Dependiendo el mes del año, la fase llena de la luna adopta distintos nombres. Hay una luna llena de sangre de lobo, una de nieve, una de flores… pero sólo una se antoja más que cualquier otra: la “luna de fresa”. Se trata de la luna llena de junio, que este año ocurrirá la noche del lunes 17.

 

¿Por qué “luna de fresa”?

La luna llena de junio fue por primera vez llamada “luna de fresa” por las tribus indígenas del este de América del Norte, quienes tras la señal de esta luna comenzaban las tareas de recolección de las fresas salvajes. Según el Old Farmer’s Almanach, también es conocida como la “luna de miel” y, en Europa, como la luna llena rosa.

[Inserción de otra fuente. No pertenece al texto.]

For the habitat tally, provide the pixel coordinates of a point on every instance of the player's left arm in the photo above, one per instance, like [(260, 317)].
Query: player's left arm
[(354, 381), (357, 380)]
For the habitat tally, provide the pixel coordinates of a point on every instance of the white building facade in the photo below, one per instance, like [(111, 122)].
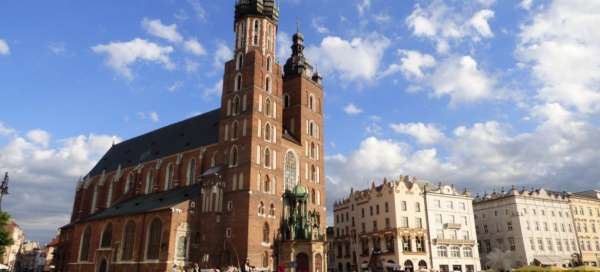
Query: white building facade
[(388, 220), (451, 226), (534, 227)]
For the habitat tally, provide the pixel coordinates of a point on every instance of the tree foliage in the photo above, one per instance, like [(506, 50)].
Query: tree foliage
[(5, 239)]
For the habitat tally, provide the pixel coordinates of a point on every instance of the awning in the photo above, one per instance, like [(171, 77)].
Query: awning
[(552, 260)]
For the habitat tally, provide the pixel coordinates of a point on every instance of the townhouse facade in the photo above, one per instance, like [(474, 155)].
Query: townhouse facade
[(535, 227), (585, 209), (451, 226)]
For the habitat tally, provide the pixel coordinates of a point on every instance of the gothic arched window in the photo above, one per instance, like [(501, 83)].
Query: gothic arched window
[(233, 157), (255, 34), (106, 236), (234, 130), (268, 132), (154, 240), (169, 177), (236, 106), (191, 176), (291, 171), (267, 186), (128, 240), (268, 107), (84, 249), (267, 157), (268, 84), (238, 82), (266, 233), (239, 62), (129, 183), (286, 101)]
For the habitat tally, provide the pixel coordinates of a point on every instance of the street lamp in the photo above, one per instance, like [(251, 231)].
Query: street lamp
[(3, 188)]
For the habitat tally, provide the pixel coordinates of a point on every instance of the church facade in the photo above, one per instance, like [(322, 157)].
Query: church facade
[(244, 182)]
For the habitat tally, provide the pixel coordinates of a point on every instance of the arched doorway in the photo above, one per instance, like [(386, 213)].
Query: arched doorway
[(103, 266), (302, 262), (318, 263), (408, 267)]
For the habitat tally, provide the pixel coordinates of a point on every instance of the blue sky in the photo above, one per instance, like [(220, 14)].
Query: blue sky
[(483, 94)]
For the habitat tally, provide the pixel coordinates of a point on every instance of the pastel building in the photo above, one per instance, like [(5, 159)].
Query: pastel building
[(535, 226), (451, 226)]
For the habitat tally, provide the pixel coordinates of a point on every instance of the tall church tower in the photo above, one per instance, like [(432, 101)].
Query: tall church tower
[(266, 177)]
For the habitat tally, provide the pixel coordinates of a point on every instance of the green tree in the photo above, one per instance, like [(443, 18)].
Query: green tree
[(5, 239)]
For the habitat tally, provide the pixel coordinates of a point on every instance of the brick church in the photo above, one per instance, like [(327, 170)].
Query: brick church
[(242, 183)]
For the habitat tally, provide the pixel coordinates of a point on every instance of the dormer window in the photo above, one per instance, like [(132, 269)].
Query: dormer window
[(255, 34)]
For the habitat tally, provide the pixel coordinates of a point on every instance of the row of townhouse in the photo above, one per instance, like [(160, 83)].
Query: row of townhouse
[(539, 227), (406, 224)]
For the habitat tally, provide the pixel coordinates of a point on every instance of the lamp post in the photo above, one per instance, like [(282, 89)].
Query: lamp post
[(3, 189)]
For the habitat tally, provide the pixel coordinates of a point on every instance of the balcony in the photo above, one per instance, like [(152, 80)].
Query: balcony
[(452, 226), (453, 241)]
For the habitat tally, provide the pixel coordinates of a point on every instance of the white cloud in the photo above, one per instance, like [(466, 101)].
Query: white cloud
[(556, 46), (363, 6), (213, 91), (284, 42), (121, 55), (354, 59), (57, 48), (480, 22), (175, 86), (444, 24), (317, 24), (411, 64), (222, 55), (4, 49), (39, 136), (191, 66), (152, 116), (526, 4), (167, 32), (461, 79), (352, 109), (423, 133), (198, 9), (194, 47), (43, 174)]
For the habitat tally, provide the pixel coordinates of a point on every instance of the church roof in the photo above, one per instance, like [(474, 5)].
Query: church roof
[(200, 130), (148, 203)]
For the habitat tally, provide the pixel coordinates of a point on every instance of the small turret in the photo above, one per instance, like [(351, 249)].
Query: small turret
[(266, 8)]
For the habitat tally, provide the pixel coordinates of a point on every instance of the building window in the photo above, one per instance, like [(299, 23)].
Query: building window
[(291, 170), (154, 240), (128, 240), (261, 208), (467, 252), (455, 251), (84, 251), (239, 62), (442, 251), (238, 82), (266, 233), (106, 236), (267, 158), (169, 177), (233, 157), (130, 182), (149, 181), (268, 132), (268, 85), (191, 175), (182, 247)]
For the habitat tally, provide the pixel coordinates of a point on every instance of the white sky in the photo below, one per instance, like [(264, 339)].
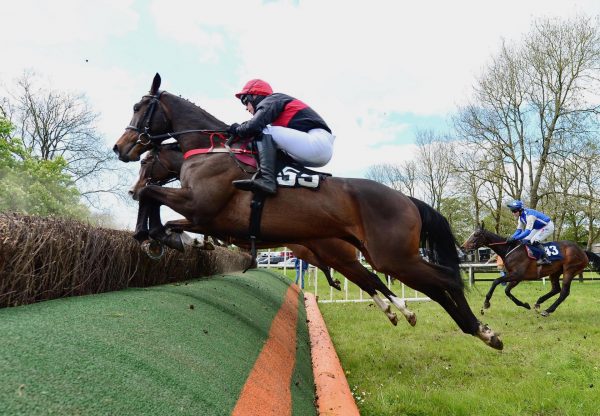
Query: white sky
[(376, 71)]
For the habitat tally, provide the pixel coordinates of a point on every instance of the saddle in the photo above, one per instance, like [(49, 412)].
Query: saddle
[(551, 248)]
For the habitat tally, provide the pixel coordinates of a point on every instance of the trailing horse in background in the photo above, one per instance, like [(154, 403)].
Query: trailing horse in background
[(383, 224), (520, 266)]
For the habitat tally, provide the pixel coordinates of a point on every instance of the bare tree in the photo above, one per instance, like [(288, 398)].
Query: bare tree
[(434, 165), (53, 123), (530, 94), (401, 177)]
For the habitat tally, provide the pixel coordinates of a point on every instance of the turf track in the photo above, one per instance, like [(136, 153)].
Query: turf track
[(181, 349)]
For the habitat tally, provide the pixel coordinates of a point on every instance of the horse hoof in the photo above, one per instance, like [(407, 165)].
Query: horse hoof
[(153, 249), (208, 246), (489, 337), (141, 236)]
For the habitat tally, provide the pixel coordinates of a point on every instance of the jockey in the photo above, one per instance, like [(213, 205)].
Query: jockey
[(280, 121), (532, 227)]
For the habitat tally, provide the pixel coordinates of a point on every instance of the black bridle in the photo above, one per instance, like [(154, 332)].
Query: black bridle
[(145, 125), (156, 159)]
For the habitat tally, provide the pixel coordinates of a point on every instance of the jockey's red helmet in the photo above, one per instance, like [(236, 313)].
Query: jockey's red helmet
[(255, 87)]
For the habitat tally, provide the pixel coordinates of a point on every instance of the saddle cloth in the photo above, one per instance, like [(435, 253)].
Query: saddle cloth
[(551, 248), (291, 174)]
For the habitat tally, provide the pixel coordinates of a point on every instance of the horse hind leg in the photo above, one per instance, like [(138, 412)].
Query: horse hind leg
[(564, 293), (435, 282), (399, 303), (554, 281), (512, 297), (370, 283)]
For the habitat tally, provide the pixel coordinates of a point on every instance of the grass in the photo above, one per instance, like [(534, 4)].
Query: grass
[(178, 349), (550, 366)]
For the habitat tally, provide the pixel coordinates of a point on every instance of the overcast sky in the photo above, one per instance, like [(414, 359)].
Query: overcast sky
[(375, 70)]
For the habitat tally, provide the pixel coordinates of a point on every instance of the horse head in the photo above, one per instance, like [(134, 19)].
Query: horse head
[(160, 166), (149, 118)]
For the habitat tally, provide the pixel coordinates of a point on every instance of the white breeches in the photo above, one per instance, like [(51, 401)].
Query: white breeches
[(541, 234), (312, 149)]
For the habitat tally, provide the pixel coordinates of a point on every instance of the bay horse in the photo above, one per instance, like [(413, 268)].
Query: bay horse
[(383, 224), (519, 266), (162, 165)]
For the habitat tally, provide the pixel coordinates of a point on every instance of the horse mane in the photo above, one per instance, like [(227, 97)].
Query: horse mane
[(187, 107)]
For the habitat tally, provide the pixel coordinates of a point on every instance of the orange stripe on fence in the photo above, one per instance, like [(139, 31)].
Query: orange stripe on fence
[(267, 389), (333, 393)]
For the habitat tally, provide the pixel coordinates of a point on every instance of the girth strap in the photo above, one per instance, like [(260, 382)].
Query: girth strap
[(256, 206)]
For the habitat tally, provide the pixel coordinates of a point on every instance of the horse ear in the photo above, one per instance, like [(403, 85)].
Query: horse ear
[(155, 84)]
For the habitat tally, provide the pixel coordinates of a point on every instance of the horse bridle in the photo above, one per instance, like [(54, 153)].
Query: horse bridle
[(144, 136)]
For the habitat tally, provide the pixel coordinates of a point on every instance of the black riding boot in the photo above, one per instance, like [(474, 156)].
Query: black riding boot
[(267, 154), (544, 259)]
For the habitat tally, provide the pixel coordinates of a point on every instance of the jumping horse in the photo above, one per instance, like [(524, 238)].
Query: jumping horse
[(520, 266), (162, 165), (383, 224)]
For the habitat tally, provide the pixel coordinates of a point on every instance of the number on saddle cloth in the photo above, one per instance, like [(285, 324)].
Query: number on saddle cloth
[(291, 174), (552, 251)]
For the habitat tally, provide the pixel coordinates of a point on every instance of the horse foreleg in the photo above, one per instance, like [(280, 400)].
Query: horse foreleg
[(333, 283), (141, 226), (387, 309), (554, 280), (488, 296), (512, 297), (564, 292)]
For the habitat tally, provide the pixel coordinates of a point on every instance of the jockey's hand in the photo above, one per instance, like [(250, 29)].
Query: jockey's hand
[(232, 130)]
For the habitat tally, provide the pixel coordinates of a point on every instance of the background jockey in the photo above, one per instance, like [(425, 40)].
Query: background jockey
[(280, 121), (532, 226)]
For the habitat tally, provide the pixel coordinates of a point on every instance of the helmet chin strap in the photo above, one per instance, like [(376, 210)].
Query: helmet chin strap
[(256, 99)]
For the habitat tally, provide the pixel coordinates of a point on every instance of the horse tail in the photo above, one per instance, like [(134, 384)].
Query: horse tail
[(438, 239), (594, 261)]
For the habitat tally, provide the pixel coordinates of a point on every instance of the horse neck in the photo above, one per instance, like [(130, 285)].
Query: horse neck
[(185, 115), (172, 159)]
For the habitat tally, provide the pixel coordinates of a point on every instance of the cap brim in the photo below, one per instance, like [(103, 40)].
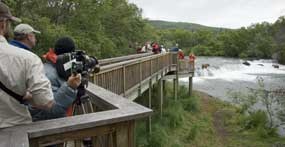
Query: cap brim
[(16, 19), (35, 31)]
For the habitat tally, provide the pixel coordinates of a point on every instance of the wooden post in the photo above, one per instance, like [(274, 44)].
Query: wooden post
[(161, 95), (177, 78), (164, 86), (140, 87), (190, 85), (149, 106)]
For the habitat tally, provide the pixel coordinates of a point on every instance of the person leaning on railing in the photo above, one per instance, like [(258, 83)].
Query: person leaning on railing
[(21, 75), (64, 91)]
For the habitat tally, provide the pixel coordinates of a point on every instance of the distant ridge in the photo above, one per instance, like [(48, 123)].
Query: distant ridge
[(160, 24)]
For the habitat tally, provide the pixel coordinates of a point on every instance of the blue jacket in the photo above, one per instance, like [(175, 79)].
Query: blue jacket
[(63, 94)]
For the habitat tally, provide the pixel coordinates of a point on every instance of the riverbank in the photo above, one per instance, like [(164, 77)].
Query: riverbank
[(200, 120)]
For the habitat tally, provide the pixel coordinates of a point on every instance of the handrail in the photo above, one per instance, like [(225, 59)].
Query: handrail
[(103, 62), (124, 110), (116, 120), (122, 76)]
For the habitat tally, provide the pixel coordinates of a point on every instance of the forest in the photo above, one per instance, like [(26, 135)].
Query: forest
[(108, 28)]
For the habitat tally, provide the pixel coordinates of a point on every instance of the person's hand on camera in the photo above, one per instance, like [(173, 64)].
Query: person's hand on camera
[(28, 95), (74, 81)]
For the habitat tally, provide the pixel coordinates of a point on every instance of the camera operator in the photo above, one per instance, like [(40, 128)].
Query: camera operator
[(64, 91), (24, 37), (21, 73)]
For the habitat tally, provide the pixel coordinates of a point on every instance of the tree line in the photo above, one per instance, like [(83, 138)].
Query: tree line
[(261, 40), (108, 28)]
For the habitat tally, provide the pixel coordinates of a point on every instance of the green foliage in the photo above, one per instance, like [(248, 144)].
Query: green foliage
[(103, 28), (158, 138), (181, 25), (193, 132), (174, 115)]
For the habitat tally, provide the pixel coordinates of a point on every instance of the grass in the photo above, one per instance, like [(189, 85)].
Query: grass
[(199, 121)]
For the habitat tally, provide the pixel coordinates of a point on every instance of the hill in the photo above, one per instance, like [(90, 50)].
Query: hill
[(160, 24)]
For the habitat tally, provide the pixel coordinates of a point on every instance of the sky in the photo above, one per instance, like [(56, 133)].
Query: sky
[(216, 13)]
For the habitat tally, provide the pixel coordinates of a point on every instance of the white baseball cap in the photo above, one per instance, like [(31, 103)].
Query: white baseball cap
[(25, 29)]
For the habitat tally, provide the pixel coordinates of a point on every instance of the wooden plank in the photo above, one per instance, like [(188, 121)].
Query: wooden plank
[(190, 86), (124, 80)]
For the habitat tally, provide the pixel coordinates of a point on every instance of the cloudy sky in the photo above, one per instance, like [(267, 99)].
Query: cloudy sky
[(217, 13)]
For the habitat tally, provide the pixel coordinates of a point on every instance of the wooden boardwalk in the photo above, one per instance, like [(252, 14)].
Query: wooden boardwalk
[(119, 82)]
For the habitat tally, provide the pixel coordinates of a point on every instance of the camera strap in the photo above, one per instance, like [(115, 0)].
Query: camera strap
[(18, 97)]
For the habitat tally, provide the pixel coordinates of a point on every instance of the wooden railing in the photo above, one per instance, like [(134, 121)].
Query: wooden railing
[(113, 126), (116, 122), (126, 77)]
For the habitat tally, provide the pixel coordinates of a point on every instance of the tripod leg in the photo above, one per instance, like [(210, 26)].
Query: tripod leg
[(90, 105), (83, 108)]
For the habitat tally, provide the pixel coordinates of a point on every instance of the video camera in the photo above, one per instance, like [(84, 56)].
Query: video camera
[(77, 62)]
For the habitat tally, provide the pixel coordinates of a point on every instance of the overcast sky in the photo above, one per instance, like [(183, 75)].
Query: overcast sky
[(217, 13)]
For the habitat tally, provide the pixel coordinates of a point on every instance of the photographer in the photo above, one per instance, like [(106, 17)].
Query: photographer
[(64, 91), (21, 73), (24, 37)]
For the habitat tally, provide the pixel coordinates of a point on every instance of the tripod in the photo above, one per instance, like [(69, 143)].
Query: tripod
[(83, 104)]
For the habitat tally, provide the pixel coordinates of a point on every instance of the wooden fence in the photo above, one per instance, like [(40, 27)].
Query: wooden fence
[(114, 125)]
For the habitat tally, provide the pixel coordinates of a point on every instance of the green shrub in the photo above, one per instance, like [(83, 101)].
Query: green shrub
[(158, 137), (193, 132)]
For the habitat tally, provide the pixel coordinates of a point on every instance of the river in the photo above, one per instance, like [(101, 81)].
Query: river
[(230, 74)]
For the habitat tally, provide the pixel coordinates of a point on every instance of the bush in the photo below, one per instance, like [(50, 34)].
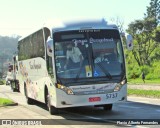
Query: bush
[(2, 82)]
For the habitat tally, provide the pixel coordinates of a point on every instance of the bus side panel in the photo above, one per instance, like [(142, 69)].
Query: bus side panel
[(34, 75)]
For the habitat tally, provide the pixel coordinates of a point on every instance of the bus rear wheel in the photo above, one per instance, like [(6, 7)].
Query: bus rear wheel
[(52, 110), (108, 107), (29, 100)]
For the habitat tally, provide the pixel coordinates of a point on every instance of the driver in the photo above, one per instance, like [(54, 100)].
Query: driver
[(74, 57)]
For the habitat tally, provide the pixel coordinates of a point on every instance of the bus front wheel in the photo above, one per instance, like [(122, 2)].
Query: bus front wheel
[(108, 107), (52, 110)]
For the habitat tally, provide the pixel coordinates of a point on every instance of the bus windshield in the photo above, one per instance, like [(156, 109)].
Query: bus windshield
[(88, 54)]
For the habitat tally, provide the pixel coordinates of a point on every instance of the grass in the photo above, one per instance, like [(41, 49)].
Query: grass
[(140, 81), (144, 93), (4, 102)]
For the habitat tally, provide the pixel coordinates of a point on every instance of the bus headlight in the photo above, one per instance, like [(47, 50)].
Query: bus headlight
[(119, 85), (65, 89)]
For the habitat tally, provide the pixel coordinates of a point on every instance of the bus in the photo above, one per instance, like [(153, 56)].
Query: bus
[(46, 71)]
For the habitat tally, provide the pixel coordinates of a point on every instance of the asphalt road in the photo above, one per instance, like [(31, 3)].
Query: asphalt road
[(135, 108)]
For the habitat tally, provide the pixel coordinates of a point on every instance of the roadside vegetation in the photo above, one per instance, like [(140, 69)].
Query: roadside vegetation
[(144, 93), (145, 55), (5, 102), (2, 82)]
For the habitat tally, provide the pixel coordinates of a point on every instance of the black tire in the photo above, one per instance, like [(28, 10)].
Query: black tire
[(52, 110), (108, 107), (28, 100)]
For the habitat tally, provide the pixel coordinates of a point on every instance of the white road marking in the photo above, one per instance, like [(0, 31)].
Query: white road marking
[(126, 106)]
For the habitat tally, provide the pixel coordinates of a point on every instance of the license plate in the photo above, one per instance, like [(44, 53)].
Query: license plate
[(94, 99), (111, 95)]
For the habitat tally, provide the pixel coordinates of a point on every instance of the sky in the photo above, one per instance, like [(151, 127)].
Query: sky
[(20, 17)]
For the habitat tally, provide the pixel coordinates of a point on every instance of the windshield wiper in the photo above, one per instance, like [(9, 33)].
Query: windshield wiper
[(101, 67), (104, 71)]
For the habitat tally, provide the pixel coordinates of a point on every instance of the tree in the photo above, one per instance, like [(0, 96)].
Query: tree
[(153, 12), (145, 34)]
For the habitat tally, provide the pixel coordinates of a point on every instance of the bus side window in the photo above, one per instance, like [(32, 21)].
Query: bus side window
[(49, 65)]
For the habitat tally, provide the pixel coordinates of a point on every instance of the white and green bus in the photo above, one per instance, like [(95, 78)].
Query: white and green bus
[(44, 76)]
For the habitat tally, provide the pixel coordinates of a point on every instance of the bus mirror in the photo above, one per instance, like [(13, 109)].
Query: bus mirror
[(49, 46), (129, 41)]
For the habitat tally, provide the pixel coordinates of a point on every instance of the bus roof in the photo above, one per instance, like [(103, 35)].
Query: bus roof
[(81, 24)]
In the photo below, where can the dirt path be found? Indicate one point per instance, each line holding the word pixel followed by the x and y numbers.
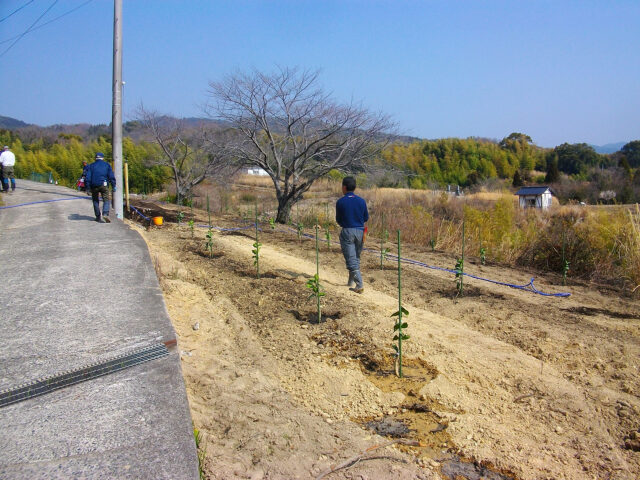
pixel 532 387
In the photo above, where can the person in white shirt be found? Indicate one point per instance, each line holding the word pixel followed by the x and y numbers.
pixel 7 162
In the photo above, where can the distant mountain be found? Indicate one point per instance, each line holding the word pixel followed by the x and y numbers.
pixel 609 147
pixel 11 123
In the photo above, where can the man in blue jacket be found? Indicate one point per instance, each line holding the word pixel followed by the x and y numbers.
pixel 351 215
pixel 99 176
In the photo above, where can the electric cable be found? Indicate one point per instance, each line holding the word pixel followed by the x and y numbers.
pixel 30 27
pixel 50 21
pixel 15 11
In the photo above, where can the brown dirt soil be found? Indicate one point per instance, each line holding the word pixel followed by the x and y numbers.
pixel 499 383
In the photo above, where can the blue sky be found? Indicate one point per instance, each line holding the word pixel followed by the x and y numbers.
pixel 559 71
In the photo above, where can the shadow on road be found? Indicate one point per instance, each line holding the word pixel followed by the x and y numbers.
pixel 75 216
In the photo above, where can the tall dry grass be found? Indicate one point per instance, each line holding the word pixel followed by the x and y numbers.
pixel 601 244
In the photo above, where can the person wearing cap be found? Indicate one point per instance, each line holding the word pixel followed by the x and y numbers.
pixel 99 176
pixel 351 215
pixel 7 162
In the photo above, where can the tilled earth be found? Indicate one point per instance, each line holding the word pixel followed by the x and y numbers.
pixel 498 383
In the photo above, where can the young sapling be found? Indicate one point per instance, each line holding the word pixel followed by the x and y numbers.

Nombrar a la luna a partir de elementos naturales es una bella costumbre ancestral que varios pueblos adoptaron alrededor del mundo. Afortunadamente, muchos de los nombres asignados a nuestro bello satélite siguen siendo recordados hasta hoy, en gran parte porque muchos seguimos esperando estas fechas como una sutil excusa para escaparnos a mirar el cielo.

 

Observa la “luna de fresa”

Ver esta “luna de fresa” la noche del 17 de junio es una forma de mantener vivas las tradiciones antiguas, que nos vinculan con el tiempo de otra manera, quizá más primigenia. Así que te recomendamos ver este espectáculo por el puro placer de mirar la luna, la cual siempre nos recuerda que somos seres universales, y como una forma de preservar la historia.

Puedes hacerlo con algún ritual de por medio, incluso alguno que te vincule con su significado antiguo. ¿Por qué no vas al bosque y disfrutas algunas fresas, que por ser de temporada están mucho más ricas? O puedes simplemente subir a tu azotea para admirar la luna llena, que en días despejados como los de junio se deja apreciar mejor.